Intrauterine growth has been depicted graphically as a smooth continuous process. The majority of the studies from which the “standards” have been constructed have been cross-sectional in nature and can be criticized for poor study design and analysis (24, 25). It has largely been assumed that the fetus maintains its own growth channel so that deviation signals an abnormal growth process. The correlation of our measures at 20 and 30 wk gestation with birth measures was generally poor, although the 30-week values were better. The predictive value of the assessment of size at birth was poor with only the prediction of birth weight at 30 wk gestation performing well (R2, 40%). This suggests that routine fetal biometry by ultrasound during pregnancy in a low risk population is of little predictive value (8, 26). In the first year of life, movement across the centiles takes place as the infants realign their growth trajectory toward their genetically determined stature. As a result, low correlations between successive anthropometric measures in the first year of life are expected. This appears to be the situation in utero as well. Whether or not it is part of the postnatal process or a reflection of variation in other fetal growth regulators, e.g. nutrient supply, remains unclear.

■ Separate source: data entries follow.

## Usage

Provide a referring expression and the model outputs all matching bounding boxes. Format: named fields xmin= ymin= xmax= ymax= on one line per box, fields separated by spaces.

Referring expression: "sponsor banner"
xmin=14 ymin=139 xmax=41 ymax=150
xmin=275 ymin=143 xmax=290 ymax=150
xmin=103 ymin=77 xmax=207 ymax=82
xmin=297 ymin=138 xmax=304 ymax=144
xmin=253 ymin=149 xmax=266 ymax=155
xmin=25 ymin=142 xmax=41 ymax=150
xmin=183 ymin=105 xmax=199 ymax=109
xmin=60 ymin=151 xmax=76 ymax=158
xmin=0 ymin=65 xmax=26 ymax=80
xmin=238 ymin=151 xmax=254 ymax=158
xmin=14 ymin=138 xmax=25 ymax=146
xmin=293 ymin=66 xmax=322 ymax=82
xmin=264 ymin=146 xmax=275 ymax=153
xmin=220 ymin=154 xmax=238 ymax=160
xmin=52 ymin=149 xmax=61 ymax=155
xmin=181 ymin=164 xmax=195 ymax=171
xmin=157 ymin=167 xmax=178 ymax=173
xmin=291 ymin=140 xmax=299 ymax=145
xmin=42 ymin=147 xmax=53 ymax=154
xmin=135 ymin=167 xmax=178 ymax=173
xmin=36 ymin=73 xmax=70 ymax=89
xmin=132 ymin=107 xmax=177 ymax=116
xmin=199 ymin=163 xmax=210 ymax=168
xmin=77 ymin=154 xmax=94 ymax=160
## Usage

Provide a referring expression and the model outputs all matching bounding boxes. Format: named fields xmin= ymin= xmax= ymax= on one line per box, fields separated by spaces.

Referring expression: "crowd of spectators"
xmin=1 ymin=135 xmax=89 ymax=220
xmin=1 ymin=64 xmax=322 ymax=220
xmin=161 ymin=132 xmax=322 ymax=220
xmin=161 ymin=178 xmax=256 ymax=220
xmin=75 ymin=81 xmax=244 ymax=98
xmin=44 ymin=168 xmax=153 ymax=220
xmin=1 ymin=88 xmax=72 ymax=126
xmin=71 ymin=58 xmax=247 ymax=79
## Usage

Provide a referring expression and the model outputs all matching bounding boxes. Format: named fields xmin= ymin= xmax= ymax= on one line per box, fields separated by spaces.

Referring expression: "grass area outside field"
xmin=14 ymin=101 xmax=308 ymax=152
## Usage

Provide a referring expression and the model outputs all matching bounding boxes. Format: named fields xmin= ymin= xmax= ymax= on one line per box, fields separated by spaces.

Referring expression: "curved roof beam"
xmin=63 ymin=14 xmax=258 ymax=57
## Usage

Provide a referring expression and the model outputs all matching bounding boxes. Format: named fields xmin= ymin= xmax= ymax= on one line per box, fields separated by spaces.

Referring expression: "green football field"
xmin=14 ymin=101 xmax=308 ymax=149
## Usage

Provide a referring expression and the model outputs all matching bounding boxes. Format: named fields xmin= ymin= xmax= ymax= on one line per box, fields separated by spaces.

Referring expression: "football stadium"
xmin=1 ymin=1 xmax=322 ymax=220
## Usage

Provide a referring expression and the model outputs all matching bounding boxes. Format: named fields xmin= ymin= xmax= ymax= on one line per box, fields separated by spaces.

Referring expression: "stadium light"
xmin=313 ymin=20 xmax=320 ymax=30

These data demonstrate that there is sexual dimorphism in a number of anthropometric measures at birth and that the differences are established early during fetal life. The pattern is strongly reminiscent of the effects of sex steroids on body composition during puberty. Differences in body size need to be considered not only at birth but also in the interpretation of intrauterine growth. In a low risk population delivering at term, body shape was largely determined by proportionality between anthropometric measures, with the sex differences outlined above an additional factor. Classical disproportion was uncommon. The poor correlation between body size measurements particularly early in pregnancy and size at birth implies that it would be unwise to ascribe birth shape “phenotypes” to adverse events at particular stages of gestation in low risk pregnancies. It is possible that our restricting the sample to term infants free of pregnancy complications (82% of the unrestricted sample) has generated this phenomenon. We have attempted to exclude many of the potentially confounding variables that influence shape and size to best describe the relationship in the low risk population. This does not imply that adverse events in pregnancy might affect shape size relations in preterm infants or other situations. We chose this low risk population deliberately as one of the aims of the study was to delineate whether the phenotypes described by Barker et al.(10, 11) were relevant. This is important because the associations put forward by Barker et al. between fetal shape/size and adult disease have to operate across the low risk population to be consistent with known cardiovascular epidemiology. Furthermore, this poor relationship suggests that routine assessment of fetal size in mid or late gestation is unhelpful in trying to predict individuals liable to suffer from intrauterine growth restriction. Finally, the observations surrounding parity and birth size together with the above observations suggest that further developments of intrauterine growth reference charts need to be undertaken to include a longitudinal component and to contain adjustments for maternal parity and size.